Monday, November 1, 2010

Casting a Narrow Net.

c. David Grim (taken 10/23/10)

I read something strange in Richard Price's book "Lush Life"- "A deer never travels more than a mile from where it was born and always walks in the path of its ancestors." Now, I have NO idea whether such a claim is true, and after a five-minute internet search I suspect that it is not. However it is a very fascinating claim nonetheless. Perhaps it's simply received wisdom among those that grew up hunting. Price grew up a middle-class Jewish kid in the Bronx, and stayed there for college, so if I had to guess I'd say that he wouldn't know for sure. But of course I could be mistaken.

I guess this contention makes some sense. After all, the wilderness in this nation is so denuded that there aren't many tracts of unspoiled land for deer to roam free in. Furthermore, what unspoiled areas remain are interrupted by roads. Animals often find their ends as moving targets for automobiles, so evolution could slowly be selecting for the wily deer that stick to the known paths. But I'm sure scientists would say that there is no way that natural selection can work so quickly. I'm as much a scientist as I am a hunter.

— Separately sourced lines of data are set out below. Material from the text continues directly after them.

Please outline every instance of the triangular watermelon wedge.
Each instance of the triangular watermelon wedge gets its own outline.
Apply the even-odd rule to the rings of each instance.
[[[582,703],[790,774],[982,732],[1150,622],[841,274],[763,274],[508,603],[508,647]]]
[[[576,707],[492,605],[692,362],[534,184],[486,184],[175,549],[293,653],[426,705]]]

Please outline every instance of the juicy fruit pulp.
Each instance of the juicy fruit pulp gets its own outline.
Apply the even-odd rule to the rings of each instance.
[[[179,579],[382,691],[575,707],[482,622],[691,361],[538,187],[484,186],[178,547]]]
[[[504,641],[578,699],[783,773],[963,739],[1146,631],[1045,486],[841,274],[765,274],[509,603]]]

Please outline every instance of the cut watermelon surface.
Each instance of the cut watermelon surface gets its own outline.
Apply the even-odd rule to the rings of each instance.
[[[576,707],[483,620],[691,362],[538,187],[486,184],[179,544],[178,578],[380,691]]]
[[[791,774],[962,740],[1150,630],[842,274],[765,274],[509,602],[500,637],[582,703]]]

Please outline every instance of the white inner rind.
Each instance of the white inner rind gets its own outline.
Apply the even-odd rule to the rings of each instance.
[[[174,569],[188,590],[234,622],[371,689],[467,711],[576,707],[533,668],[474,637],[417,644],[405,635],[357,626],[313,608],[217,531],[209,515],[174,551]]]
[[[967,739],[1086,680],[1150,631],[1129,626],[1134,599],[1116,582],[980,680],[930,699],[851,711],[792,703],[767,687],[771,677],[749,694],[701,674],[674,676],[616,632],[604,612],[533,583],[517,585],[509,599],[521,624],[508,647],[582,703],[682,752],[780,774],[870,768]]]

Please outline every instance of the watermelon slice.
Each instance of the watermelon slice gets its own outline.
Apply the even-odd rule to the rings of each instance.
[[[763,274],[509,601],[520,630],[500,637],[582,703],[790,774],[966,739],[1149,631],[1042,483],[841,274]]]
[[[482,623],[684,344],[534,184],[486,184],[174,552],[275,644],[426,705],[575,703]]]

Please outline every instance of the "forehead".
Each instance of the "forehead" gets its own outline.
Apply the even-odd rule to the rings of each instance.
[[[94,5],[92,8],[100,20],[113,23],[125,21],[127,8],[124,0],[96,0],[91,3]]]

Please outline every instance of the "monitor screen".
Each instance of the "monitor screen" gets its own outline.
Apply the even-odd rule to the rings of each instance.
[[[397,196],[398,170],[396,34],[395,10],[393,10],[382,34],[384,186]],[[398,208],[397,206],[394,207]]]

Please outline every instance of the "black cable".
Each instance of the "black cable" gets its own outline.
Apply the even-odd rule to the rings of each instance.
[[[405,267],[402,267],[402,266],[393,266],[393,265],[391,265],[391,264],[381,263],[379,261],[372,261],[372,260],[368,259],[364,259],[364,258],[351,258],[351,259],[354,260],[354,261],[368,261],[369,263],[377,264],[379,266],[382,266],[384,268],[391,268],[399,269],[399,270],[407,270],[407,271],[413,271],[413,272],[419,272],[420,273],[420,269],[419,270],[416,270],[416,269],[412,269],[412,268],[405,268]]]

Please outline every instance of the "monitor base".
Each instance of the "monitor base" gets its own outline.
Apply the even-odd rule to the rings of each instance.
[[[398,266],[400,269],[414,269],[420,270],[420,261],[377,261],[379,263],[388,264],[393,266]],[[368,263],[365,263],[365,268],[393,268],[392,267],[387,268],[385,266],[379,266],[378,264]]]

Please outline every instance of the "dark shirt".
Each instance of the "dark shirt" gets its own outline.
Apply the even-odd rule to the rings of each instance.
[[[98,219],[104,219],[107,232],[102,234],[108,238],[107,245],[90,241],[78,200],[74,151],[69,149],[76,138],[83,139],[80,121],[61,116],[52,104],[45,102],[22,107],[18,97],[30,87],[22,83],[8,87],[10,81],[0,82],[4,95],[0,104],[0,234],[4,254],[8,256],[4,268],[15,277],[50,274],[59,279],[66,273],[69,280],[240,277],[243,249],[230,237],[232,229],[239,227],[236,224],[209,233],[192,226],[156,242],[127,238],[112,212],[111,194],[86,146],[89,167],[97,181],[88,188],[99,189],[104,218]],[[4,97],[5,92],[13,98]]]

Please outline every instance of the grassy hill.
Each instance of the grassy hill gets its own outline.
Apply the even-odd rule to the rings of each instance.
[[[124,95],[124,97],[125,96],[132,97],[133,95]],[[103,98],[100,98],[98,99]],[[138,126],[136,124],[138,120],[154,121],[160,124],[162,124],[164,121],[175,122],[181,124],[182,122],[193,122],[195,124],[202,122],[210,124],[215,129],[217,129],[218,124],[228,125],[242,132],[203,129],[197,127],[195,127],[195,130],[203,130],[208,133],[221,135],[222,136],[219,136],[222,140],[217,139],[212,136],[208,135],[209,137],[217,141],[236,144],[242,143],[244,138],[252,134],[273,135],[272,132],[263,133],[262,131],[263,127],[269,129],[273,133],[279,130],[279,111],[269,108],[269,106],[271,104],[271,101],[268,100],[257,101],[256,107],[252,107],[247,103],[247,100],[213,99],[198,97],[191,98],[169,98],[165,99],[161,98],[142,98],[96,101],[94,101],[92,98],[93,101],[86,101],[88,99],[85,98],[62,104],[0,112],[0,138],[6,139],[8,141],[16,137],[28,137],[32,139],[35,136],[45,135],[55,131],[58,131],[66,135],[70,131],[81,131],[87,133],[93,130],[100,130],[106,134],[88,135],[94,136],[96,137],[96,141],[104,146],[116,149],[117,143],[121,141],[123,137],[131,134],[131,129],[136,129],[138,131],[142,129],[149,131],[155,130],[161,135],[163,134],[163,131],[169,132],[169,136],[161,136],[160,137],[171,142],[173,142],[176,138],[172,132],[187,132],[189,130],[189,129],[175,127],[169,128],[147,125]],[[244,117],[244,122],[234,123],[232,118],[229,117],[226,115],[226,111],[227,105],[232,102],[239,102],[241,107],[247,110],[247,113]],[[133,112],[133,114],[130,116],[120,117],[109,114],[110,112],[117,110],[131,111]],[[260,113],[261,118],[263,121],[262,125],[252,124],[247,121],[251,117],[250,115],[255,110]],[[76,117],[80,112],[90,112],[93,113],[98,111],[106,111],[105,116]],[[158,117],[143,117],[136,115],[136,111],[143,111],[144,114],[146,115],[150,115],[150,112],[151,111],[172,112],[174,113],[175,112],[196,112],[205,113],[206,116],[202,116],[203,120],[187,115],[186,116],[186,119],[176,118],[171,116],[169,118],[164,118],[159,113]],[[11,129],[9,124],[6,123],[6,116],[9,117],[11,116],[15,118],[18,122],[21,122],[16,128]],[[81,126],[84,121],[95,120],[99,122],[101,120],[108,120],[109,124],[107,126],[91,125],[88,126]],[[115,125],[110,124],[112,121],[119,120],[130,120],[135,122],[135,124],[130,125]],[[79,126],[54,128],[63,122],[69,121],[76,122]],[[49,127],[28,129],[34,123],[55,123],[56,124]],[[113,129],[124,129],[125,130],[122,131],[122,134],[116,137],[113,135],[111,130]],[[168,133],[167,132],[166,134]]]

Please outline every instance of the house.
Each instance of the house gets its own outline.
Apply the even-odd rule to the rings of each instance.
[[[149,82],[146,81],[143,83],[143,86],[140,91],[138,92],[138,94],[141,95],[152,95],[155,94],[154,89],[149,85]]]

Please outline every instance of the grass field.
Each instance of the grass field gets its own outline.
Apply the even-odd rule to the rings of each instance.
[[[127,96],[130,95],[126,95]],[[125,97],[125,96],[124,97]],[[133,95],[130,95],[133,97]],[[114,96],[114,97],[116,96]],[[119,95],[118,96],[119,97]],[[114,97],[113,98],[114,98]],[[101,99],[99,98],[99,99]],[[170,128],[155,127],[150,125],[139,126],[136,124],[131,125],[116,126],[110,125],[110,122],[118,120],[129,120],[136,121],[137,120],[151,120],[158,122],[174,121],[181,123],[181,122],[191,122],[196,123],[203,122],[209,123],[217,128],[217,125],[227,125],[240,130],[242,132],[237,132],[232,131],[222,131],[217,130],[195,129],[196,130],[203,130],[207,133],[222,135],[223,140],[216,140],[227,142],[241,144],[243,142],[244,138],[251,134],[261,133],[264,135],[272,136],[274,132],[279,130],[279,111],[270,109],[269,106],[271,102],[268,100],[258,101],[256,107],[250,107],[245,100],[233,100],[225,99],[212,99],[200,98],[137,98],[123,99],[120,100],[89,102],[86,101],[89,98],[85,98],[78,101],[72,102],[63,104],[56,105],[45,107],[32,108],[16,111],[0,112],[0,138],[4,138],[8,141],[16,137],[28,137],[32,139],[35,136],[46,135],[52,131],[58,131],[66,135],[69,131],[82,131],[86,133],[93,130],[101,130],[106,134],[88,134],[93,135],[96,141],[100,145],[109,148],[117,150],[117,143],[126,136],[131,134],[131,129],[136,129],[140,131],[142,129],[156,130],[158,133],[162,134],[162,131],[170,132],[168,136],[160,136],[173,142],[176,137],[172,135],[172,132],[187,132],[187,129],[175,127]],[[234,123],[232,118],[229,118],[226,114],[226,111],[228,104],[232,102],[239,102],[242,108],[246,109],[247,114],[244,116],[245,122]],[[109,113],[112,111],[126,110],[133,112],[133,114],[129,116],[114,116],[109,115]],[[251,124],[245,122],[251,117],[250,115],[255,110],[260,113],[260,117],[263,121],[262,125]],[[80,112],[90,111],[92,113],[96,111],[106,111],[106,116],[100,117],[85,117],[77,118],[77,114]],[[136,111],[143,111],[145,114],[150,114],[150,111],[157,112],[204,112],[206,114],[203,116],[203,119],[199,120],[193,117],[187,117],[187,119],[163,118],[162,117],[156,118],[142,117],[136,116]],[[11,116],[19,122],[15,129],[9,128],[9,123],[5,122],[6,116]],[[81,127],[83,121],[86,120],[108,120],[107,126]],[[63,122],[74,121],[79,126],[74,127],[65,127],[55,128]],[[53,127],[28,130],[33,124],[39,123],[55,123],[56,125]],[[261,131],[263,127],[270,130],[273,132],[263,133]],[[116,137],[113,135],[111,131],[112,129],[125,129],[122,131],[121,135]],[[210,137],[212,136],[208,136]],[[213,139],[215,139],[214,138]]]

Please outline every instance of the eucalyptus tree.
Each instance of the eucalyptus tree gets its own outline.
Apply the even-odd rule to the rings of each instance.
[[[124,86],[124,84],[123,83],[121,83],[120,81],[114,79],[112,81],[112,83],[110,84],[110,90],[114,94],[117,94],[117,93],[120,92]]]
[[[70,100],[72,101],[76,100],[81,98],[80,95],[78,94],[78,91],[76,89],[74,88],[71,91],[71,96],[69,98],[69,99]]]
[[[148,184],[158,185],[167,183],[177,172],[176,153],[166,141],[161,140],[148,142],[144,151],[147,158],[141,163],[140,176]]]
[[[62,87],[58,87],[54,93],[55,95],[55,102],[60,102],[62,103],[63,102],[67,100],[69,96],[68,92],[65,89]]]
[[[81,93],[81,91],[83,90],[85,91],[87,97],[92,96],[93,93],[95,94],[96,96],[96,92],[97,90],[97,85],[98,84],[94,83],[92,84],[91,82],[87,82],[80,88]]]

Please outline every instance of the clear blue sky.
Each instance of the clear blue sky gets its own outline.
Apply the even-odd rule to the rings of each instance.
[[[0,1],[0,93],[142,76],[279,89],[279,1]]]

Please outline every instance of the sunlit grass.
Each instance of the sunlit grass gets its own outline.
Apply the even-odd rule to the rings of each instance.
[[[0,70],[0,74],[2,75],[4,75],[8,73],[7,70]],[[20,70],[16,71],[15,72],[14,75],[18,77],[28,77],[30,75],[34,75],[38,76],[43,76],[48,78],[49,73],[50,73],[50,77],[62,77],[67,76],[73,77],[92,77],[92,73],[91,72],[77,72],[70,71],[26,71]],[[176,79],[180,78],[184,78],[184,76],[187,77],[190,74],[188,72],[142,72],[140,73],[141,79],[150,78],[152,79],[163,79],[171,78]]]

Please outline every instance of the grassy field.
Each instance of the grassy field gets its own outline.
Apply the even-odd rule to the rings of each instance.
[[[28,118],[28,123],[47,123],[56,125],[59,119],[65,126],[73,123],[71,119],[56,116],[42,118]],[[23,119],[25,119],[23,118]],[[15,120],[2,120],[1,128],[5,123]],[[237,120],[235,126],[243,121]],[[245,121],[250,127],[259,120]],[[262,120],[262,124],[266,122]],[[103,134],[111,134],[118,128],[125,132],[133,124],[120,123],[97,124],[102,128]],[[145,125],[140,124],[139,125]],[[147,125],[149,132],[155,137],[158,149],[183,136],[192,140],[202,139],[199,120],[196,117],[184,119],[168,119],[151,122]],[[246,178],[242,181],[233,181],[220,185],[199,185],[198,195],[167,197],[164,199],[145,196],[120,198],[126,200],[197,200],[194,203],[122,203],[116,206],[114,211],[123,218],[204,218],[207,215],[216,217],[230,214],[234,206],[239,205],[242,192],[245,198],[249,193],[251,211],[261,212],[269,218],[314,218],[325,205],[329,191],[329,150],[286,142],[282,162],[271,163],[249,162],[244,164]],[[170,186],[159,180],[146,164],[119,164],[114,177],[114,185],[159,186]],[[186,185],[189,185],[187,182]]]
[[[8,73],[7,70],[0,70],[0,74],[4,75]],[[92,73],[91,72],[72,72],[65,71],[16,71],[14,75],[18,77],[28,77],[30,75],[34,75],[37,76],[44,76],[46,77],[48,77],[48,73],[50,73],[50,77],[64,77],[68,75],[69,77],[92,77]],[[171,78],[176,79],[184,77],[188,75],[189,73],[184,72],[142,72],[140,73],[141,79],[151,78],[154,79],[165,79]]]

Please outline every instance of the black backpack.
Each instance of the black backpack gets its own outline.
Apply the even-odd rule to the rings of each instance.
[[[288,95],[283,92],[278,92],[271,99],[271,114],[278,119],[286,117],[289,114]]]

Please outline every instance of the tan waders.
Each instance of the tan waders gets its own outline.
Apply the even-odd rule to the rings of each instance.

Anyway, it's a poetic conceit nonetheless, regardless of its accuracy. We see deer as leaping freely and bounding through a world of wooded possibility. We generally don't view them as circumscribed by tradition. Nor do they emanate from our imaginations as symbols for attachment to place. The idea that there is something substantial to learn about their migration patterns is enticing. After all, they are the largest mammal to regularly choose to place themselves on the periphery of human activity.

Ultimately Price's claim serves simply as a contrast/comparison to human behavior. He employs it to comment on the phenomenon of urban criminals typically carrying out their misdeeds close to home base. Maybe the layperson would suggest engaging in unsavory acts far from one's domicile. I can't attest to the relative worth of such a suggestion, as I have generally managed to keep my nose clean. But in the end maybe we are simply animals, and there is something to be gained by examining the habits of those creatures closest (at least in proximity) to us. Folk storytellers have been doing so for centuries.

1 comment:

  1. we'll know it's messed up when no one cares when dead humans lie on the side of the highway. There's a good metaphoric comparison to ponder.